例えば第三者意見を報告書に掲載するような人たちが、「求められたから」意見を出すのは、意外とそういった「アンケート回答者の立ち位置」というのが分かっていて、アンケートに回答しても意味がないと考えているからかも知れません。
(少なくとも自社に関して言えば、第三者意見を他社のレポートに掲載しているような有識者らしきアンケート回答を見た事はありません。答えているという話も聞いたことはありません。)

そう考えると、何で無意味そうなアンケートに答えるのか、ということになるのですが・・・。

ちょっとでも意見を伝えることで、その内容に説得力があれば企業の行動を変えられる、と考えているかもしれませんし、あるいはそういった事はなくても、読んだ以上は何らかのフィードバックをしてあげたい、といった気持ちがあるのかもしれません。
(回答を読んでいると、後者ではないか、という意見は比較的多く見かけます。担当者としては嬉しい「応援メッセージ」です。)

自分の場合も、「読んだ以上はフィードバックするのが礼儀、という気持ちから回答をするケースが多いのですが、一方で自分の考えを整理するという要素もあります。その会社に対して、自分はいちステークホルダーとして何を望んでいるのか、何を期待するのか、ということです。

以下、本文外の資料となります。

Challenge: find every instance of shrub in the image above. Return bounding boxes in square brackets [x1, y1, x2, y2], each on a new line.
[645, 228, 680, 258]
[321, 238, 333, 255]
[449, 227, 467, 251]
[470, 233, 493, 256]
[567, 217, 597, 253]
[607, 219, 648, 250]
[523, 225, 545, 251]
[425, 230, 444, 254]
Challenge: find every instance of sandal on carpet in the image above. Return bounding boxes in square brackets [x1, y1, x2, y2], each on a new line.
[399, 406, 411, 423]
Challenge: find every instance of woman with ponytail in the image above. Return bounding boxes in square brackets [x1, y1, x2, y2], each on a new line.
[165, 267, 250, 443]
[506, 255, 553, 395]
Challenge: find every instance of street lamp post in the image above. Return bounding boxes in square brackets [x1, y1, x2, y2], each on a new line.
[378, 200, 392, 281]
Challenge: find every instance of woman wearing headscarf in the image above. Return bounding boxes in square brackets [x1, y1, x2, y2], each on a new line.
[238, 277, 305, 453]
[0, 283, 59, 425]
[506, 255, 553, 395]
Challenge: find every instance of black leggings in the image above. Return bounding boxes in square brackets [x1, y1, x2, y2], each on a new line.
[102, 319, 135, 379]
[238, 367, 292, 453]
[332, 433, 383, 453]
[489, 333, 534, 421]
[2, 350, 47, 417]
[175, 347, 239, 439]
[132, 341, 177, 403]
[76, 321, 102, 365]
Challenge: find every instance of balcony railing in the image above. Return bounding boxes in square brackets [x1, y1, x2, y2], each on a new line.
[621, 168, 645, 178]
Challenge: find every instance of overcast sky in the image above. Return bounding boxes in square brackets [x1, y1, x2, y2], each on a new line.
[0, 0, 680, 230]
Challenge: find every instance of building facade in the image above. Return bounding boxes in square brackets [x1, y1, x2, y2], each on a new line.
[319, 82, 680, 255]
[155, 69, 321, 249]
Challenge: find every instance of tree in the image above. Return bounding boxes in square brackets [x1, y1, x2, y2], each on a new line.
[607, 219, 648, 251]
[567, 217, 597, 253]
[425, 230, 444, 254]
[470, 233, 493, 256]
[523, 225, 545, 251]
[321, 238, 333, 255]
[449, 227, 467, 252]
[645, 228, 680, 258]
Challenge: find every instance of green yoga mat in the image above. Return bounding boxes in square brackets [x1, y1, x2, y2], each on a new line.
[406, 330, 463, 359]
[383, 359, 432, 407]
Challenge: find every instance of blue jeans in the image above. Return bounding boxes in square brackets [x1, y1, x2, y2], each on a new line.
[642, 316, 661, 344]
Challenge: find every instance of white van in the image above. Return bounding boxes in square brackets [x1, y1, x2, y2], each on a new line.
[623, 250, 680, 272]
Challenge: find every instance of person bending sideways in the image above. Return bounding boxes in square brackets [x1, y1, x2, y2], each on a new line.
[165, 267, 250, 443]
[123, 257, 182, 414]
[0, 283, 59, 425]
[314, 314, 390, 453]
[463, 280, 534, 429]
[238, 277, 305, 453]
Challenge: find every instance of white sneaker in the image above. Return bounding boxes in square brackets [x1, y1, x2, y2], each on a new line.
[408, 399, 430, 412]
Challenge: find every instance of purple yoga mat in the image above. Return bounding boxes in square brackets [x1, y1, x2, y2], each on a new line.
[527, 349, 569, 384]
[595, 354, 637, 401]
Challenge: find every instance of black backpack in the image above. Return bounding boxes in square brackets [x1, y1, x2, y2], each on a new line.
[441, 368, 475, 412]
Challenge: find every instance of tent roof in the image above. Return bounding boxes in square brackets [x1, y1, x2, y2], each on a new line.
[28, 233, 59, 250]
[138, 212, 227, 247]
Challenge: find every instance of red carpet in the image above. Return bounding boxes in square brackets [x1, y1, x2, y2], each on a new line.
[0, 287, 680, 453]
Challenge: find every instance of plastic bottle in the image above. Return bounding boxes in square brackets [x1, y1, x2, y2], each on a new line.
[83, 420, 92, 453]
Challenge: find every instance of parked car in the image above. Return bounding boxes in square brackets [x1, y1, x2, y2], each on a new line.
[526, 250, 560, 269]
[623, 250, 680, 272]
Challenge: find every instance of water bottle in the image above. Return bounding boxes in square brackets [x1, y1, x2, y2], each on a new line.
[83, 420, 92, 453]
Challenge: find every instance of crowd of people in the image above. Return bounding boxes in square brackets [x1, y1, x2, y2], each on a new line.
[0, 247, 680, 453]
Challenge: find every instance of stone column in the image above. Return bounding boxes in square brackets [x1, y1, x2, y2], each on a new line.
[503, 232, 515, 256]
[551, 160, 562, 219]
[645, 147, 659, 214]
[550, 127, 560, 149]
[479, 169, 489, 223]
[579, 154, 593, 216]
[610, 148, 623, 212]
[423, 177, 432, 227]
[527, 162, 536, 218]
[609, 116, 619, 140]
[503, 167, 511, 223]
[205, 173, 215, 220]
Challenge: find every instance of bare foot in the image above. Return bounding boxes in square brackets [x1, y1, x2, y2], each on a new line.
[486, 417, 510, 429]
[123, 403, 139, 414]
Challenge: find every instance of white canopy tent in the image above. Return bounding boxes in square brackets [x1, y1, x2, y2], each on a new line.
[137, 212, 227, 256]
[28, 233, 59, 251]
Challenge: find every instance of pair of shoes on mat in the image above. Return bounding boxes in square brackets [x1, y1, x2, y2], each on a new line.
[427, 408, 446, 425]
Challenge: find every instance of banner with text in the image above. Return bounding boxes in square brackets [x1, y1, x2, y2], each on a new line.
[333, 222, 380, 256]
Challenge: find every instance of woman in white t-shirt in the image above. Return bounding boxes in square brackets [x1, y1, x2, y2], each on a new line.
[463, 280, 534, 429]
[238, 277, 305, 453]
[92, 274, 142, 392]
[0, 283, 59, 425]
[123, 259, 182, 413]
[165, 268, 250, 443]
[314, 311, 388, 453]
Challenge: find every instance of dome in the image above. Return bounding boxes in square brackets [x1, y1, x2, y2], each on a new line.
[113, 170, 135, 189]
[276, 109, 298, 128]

こうした「レポートや企業活動に意見を言うこと」というのは、当事者である従業員や顧客、株主といった立場であればその目的も動機も比較的想像しやすいのですが、利害関係者ではない第三者や、立場を明確にしていない読者の場合、なぜ意見を言うのでしょうか。

企業に求められたからでしょうか。企業に求めてでしょうか。